Em uma conversa com a reportagem, na Livraria da Vila, a autora conta que começou pelo básico, já adulta, e por causa de outros roteiros: lendo Joseph Campbell, autor de, entre outros, O Poder dos Mito. Mas foi além, quis conhecer todos os mitos da humanidade e o encantamento continuou a ponto de querer escrever essas histórias para as crianças.

“Tem cada coisa legal que ela conta desses lugares… A gente se distrai lendo e aprende também. Eu, por exemplo, aprendi ainda mais sobre a escravidão quando li Diário de Pilar na África. Sem contar que gostei muito do estilo do livro. É um diário, com linha e tudo, e você se vê dentro da aventura”, explica Helena. Se ela se sente parecida com Pilar? “Talvez, no sentido de que ela sempre quer descobrir mais a fundo as coisas”, responde a garota.

“Os leitores jovens estão sempre abertos ao novo, ao que não conhecem. As crianças são curiosas e inventivas, gostam de imaginar, pensar no que ainda não existe, imaginar o mundo para além da realidade”, comenta a autora. Para ela, a série Diários de Pilar ajuda a despertar para culturas diferentes e também a estar aberto ao outro. “Brinco que a literatura é uma espécie de homeopatia que ajuda na prevenção aos preconceitos. Ela abre a cabeça, e com a cabeça aberta olhamos o outro, o diferente, passamos a não querer só mais do mesmo, achamos legal o diferente, queremos ser nós mesmos. E isso vai ajudando a construir nossa própria essência, uma construção que leva toda uma vida.”

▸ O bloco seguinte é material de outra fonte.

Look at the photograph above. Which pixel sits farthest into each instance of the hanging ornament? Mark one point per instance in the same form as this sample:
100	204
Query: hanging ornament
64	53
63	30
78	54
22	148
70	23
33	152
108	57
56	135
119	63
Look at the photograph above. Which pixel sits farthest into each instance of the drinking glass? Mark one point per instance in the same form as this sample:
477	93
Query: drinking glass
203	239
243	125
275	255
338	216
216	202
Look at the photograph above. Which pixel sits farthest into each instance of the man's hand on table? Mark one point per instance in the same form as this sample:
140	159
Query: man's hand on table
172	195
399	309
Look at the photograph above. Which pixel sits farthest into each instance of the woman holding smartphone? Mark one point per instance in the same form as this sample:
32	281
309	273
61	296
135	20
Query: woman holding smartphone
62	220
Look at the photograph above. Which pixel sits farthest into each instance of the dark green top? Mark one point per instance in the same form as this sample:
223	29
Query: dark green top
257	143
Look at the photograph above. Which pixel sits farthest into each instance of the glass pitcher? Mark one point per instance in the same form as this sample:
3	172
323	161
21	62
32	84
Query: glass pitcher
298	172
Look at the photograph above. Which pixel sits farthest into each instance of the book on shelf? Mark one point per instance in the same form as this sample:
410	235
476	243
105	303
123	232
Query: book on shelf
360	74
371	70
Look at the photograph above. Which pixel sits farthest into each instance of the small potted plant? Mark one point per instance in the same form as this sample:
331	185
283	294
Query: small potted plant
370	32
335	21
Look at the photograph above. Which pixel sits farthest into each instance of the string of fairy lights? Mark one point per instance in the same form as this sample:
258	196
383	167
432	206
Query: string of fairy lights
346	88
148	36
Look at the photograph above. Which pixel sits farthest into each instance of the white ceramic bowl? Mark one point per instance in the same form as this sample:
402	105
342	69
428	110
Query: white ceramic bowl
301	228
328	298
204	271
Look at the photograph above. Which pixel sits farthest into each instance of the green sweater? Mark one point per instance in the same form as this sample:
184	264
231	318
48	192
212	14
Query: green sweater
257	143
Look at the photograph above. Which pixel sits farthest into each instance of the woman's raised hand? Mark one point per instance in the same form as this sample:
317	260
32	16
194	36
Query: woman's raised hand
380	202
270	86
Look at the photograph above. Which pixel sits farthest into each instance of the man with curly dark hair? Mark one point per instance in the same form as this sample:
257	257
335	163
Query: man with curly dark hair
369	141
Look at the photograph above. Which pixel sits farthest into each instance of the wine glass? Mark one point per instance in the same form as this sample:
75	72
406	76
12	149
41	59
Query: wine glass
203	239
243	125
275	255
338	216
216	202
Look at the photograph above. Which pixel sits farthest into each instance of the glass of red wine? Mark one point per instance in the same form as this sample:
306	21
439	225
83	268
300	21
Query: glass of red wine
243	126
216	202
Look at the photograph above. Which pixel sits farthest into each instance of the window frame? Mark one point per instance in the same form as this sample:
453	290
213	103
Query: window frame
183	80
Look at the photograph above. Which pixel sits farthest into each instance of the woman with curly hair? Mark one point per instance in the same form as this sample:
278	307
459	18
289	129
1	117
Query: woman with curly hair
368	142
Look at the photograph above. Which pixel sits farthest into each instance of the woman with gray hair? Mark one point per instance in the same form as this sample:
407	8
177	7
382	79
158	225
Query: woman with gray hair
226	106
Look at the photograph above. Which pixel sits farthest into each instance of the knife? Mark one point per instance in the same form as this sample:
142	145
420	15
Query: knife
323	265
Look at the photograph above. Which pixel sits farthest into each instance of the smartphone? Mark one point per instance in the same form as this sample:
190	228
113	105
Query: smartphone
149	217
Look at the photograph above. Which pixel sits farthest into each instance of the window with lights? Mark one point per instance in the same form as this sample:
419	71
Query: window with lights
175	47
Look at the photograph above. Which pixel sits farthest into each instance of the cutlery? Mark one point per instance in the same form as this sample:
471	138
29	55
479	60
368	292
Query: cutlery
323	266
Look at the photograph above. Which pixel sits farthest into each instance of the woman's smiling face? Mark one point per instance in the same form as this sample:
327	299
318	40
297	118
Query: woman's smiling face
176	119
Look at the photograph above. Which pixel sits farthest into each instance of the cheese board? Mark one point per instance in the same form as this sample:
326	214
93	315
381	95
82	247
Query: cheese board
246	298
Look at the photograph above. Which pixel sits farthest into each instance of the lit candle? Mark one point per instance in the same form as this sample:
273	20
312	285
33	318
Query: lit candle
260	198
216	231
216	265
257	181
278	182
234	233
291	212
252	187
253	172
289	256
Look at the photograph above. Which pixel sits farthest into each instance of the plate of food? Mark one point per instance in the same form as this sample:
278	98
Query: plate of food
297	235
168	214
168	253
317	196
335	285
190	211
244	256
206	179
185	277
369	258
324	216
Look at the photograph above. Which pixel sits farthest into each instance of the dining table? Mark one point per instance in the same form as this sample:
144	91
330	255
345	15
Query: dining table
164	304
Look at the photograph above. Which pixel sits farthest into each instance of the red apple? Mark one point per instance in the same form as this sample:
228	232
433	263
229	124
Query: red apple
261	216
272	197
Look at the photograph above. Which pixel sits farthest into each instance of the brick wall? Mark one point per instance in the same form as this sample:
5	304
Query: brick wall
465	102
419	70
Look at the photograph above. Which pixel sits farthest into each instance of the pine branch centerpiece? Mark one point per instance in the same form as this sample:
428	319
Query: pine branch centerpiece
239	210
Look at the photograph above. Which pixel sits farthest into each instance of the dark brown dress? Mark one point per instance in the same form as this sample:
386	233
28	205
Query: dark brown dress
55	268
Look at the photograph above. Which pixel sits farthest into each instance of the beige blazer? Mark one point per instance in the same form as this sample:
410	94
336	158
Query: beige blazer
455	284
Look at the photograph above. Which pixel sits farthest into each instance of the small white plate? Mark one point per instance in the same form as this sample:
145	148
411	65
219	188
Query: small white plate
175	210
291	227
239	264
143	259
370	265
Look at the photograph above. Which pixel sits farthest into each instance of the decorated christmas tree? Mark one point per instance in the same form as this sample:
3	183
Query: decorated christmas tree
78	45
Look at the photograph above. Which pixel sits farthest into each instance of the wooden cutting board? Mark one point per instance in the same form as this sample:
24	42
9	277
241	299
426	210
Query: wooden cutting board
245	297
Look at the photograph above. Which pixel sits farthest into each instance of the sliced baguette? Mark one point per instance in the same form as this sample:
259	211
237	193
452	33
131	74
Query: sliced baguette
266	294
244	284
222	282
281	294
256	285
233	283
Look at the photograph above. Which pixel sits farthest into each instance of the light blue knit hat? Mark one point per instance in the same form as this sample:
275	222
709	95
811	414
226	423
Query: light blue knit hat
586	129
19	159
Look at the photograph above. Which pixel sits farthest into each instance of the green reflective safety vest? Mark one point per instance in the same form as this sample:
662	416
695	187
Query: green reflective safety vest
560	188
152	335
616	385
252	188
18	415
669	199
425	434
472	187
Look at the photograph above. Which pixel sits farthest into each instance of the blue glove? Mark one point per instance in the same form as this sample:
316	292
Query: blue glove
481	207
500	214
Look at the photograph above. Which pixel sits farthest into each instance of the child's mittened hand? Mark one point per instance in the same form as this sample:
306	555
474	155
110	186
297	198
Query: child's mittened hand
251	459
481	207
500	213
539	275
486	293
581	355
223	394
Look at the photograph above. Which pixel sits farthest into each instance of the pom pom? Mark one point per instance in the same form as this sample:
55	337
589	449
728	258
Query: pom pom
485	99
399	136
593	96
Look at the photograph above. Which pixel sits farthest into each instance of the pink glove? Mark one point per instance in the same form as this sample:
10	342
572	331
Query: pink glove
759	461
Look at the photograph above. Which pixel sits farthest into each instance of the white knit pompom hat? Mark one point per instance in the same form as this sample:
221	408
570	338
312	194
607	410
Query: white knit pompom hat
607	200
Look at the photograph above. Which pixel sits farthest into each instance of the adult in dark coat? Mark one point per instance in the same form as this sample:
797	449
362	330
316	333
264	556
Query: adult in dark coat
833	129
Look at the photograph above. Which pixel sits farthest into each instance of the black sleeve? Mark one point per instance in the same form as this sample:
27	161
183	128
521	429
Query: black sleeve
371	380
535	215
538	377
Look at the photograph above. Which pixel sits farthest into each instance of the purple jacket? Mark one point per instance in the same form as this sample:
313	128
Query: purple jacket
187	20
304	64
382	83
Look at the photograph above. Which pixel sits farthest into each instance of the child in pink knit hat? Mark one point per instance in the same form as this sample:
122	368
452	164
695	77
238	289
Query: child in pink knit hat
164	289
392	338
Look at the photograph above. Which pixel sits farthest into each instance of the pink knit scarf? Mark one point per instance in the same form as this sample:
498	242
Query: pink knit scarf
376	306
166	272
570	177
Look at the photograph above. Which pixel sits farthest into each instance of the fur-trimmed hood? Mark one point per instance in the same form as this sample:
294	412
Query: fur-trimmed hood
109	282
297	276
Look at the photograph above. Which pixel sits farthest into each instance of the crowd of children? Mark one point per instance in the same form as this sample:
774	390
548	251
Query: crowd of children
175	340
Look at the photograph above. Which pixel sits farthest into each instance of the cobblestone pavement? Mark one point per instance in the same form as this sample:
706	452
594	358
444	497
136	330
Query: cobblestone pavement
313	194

No novo livro que Flávia está escrevendo, com lançamento previsto para o segundo semestre, Pilar, sempre com 10 anos, está na Índia e está justamente fazendo esse caminho de descoberta interior, algo caro à autora, mãe de Paloma, de dois anos e meio, e que olha com preocupação para a nova geração de crianças conectadas, que buscam o like do outro. “Isso é muito perigoso: elas estão o tempo todo se comparando, querendo a aprovação do outro. Hoje, mais do que nunca, é importante a gente se ouvir, mergulhar dentro da gente mesmo, da nossa essência, conhecer o nosso desejo. Ser quem o outro quer que você seja e esperar pelo aplauso dele é perigoso para quem está em formação, se construindo e se descobrindo. É fundamental, primeiro, a gente se conectar com a nossa essência. É sobre isso que quero falar no livro.”

Fã de meditação, estudiosa da literatura para a infância e com mil ideias na cabeça (incluindo uma série de TV sobre dinossauros), ela sonha com um mundo melhor e quer que as crianças também sonhem (em plantar árvores em vez de ter coisas, por exemplo) e se permitam imaginar coisas como “e se pudessem ir colhendo frutas no caminho para a escola?”. Ou: “E se houvesse leituródromos, meditódromos e hortas coletivas na cidade?”

A leitura de ficção possibilita esse “e se”. Um exercício importante que pode mudar o rumo do mundo. “Antes de as coisas existirem elas são imaginadas. Antes de o submarino existir, Julio Verne teve que imaginar. Precisamos entender que abrir a imaginação não é só para ser escritor, mas para ser um criador, um engenheiro. Para você bolar uma coisa que não existe você tem que ter imaginação e a ficção, desde pequenininho, ajuda a enriquecer o seu imaginário, a perceber que você pode imaginar o que quiser”, completa a autora.

As informações são do jornal O Estado de S. Paulo.